Glam: a new linguistic annotation app

Hi Docling forum,

I’ve been working for a while on an annotation app I call Glam, which is finally approaching an alpha release. I’ve worked on with particular attention paid to its possible uses for language documentation, but it is intended as general for any kind of linguistic annotation. I’d like to hear your thoughts on what I have so far as I complete work on the foundations.

Introduction
As many of you here know firsthand, the apps we have for annotation today are held back by two problems: they are often tailored for certain domains, being annoying or impossible to use in other circumstances; and they have major usability issues which are rooted in outdated or poor engineering decisions. With Glam, I’m trying to tackle both problems: Glam has been designed to be universal in applicability across different domains of the field of linguistics, and it has been built with solid, modern engineering practices.

Universal Data Structures
How can the data structures be universal? The strategy is very simple—there are only four fundamental data structures: texts, tokens, spans, and relations. Texts are simply sequences of characters, and tokens are subsequences of texts. A span is a grouping of one or more tokens, and a relation is an edge between two spans. That’s all. You might be skeptical that this is really enough, but it’s been shown (e.g. by Jiang et al., 2020) that virtually all common linguistic annotation schemes are expressible using these basic elements.

Every project in Glam, then, is configured using these basic elements. Consider for example how a project set up for parallel English–Turkish text might look: there are two text layers, the Turkish layer has two token layers (one for morphemes, the other for words), and all the token layers have span layers underneath. If you’ve used ELAN, this sort of configuration will be familiar to you: the four building blocks are used as your project requires them.

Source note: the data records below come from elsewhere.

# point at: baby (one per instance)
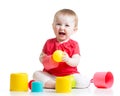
(65, 24)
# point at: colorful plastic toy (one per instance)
(71, 77)
(37, 86)
(57, 56)
(30, 84)
(103, 79)
(18, 82)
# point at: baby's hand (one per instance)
(65, 57)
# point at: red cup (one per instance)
(103, 79)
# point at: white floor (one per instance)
(91, 91)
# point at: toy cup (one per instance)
(37, 86)
(103, 79)
(18, 82)
(57, 56)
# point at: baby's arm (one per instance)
(47, 61)
(71, 61)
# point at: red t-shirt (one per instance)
(71, 47)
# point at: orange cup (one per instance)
(103, 79)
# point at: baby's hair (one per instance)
(68, 12)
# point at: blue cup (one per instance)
(37, 86)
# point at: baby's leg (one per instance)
(81, 81)
(47, 79)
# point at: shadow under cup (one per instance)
(103, 79)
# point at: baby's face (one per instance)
(63, 27)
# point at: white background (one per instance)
(25, 25)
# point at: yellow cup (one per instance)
(63, 85)
(18, 82)
(71, 77)
(57, 55)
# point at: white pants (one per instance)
(81, 81)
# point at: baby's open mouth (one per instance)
(61, 33)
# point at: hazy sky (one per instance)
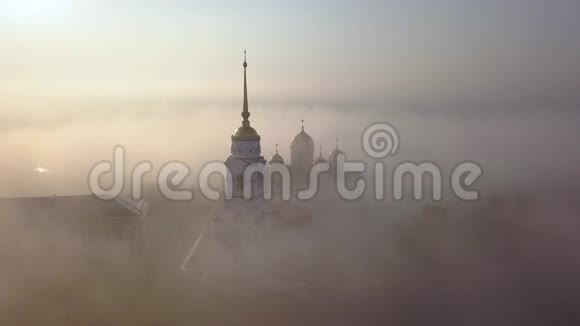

Documents will then have contents according to this configuration. Here’s a simple example, with just a single text layer, token layer, and span layer each:

Modern Engineering
I’ve made engineering decisions with an eye to (in order of decreasing importance) correctness, usability, universality, and efficiency in making Glam. Glam is implemented as a modern single page web application (this is the same class of apps that e.g. Twitter and your credit card website are in), and all the expected features exist: a full user system with project-level read/write permissions, an admin panel, automatic data synchronization, a clean and consistent UI, and more.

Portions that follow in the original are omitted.